If this is not homework and you can use all the standard library facilities you want, I would suggest looking into more advanced input strategies. Here is a simplified version of your function to extract every single number in the array.

#include <iostream>
#include <string>
#include <sstream>
void getResults ( const std::string& line )
{
    std::istringstream input(line);
    for (int grade=0; input >> grade;) {
        // process grade.
    }
}

If you want to remove the global variable and handle any number of grades, you can use a std::vector<> to automatically increase the "array" size as you get more and more grades.

#include <iostream>
#include <string>
#include <sstream>
#include <vector>
std::vector<int> getResults ( const std::string& line )
{
    std::istringstream input(line);
    std::vector<int> grades;
    for (int grade=0; input >> grade;) {
        grades.push_back(grade);
    }
    return grades;
}

Answer 2

char filter = "    " // <<== this is a tab space, so I am assuming its one char

What you are assuming is wrong.
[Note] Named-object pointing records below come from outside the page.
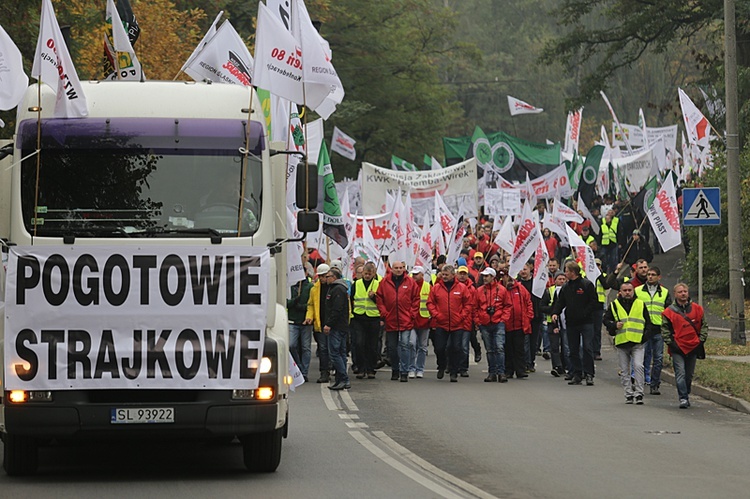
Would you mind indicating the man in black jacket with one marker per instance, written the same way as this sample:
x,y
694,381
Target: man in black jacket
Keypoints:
x,y
336,326
578,298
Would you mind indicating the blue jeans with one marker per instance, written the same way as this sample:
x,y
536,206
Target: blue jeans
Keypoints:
x,y
493,336
576,333
300,339
337,351
655,353
684,367
418,347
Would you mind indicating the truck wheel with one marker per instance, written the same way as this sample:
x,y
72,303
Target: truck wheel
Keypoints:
x,y
20,455
262,451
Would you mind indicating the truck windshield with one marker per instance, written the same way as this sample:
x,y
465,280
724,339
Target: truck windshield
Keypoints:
x,y
130,177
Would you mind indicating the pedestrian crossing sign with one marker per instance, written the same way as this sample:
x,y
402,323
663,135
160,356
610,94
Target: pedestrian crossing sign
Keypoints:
x,y
701,206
A tab space char is '\\t' .

What you have there instead is multiple space characters.

Edit:

Also this : char filter = " " is wrong

This const char * filter = " "; //is more like it...

But this : char = '\\t'; is maybe what you wanted.

Answer 3

Ok. Lets go over you code by parts to make things clear.

char filter = "    " // <<== this is a tab space, so I am assuming its one char

Your first statement creates a variable of type char. The type char in c++ take a value, like any other variable. The only difference is that if you try to use it with a statement, like cout, it will be interpreted as a character by it's ASCII value. What you did compiles and works, but the char you declared has the value that c++ gives for the string " ". The value for the horizontal tab (TAB) in ASCII is 9.

So, for declaring a char of datatype char with the value for a TAB:

char filter = 9;

But you don't have to keep remembering all those values. The same way C++ will give a value for the string " ", it will give a value for a character. If you want to get the value for characters, you have to use ''. A confusion that some make is to assume that tab is actually a group of spaces. Tabs are interpreted, by a text editor, as a group of spaces. But it is in fact a single character. In C++, the character for the tab is \\t. If you actually put this inside a string and call cout, you will have a tab. The reason why \\t is a single character and not two characters is because the compiler gives "special" interpretations for the immediate character after a backslash inside '' or "".

So the following will give the value of 9 to a variable of datatype char:

char filter = '\t';

Now for your if statement:

if ( line[counter] == filter[0])

Your if statement is comparing the character with index "counter" in the string line. This is possible because a string is an array of characters (It is actually a class, but don't worry about it for now). But filter is not an array, it is a single character. So it wont have an index (Eg [0]). All you need is the variable you created. This confusion usually happens because the concept of string is often introduced without explaining that a string is not a datatype (That's why is not blue, and that's why you have to include a library).

So, just removing the index you will have:

if (line[counter] == filter)

You could, of course, just compare it to a tab directly

if (line[counter] == 9);

or

if (line[counter] == '\t');

Hope this gives you a better understanding of what is actually happening.